Column chunks are composed of pages written back to back. The pages share a common header and readers can skip over page they are not interested in. The data for the page follows the header and can be compressed and/or encoded. The compression and encoding is specified in the page metadata.

6.3 - Column Chunks

Column chunks are composed of pages written back to back. The pages share a common header and readers can skip over page they are not interested in. The data for the page follows the header and can be compressed and/or encoded. The compression and encoding is specified in the page metadata.

6.4 - Error Recovery

If the file metadata is corrupt, the file is lost. If the column metadata is corrupt, that column chunk is lost (but column chunks for this column in other row groups are okay). If a page header is corrupt, the remaining pages in that chunk are lost. If the data within a page is corrupt, that page is lost. The file will be more resilient to corruption with smaller row groups.

Potential extension: With smaller row groups, the biggest issue is placing the file metadata at the end. If an error happens while writing the file metadata, all the data written will be unreadable. This can be fixed by writing the file metadata every Nth row group.

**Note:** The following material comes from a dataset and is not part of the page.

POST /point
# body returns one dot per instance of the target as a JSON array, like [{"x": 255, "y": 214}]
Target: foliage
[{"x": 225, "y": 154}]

Each file metadata would be cumulative and include all the row groups written so far. Combining this with the strategy used for orc or avro files using sync markers, a reader could recover partially written files.

7 - Nulls

Nullity is encoded in the definition levels (which is run-length encoded). NULL values are not encoded in the data. For example, in a non-nested schema, a column with 1000 NULLs would be encoded with run-length encoding (0, 1000 times) for the definition levels and nothing else.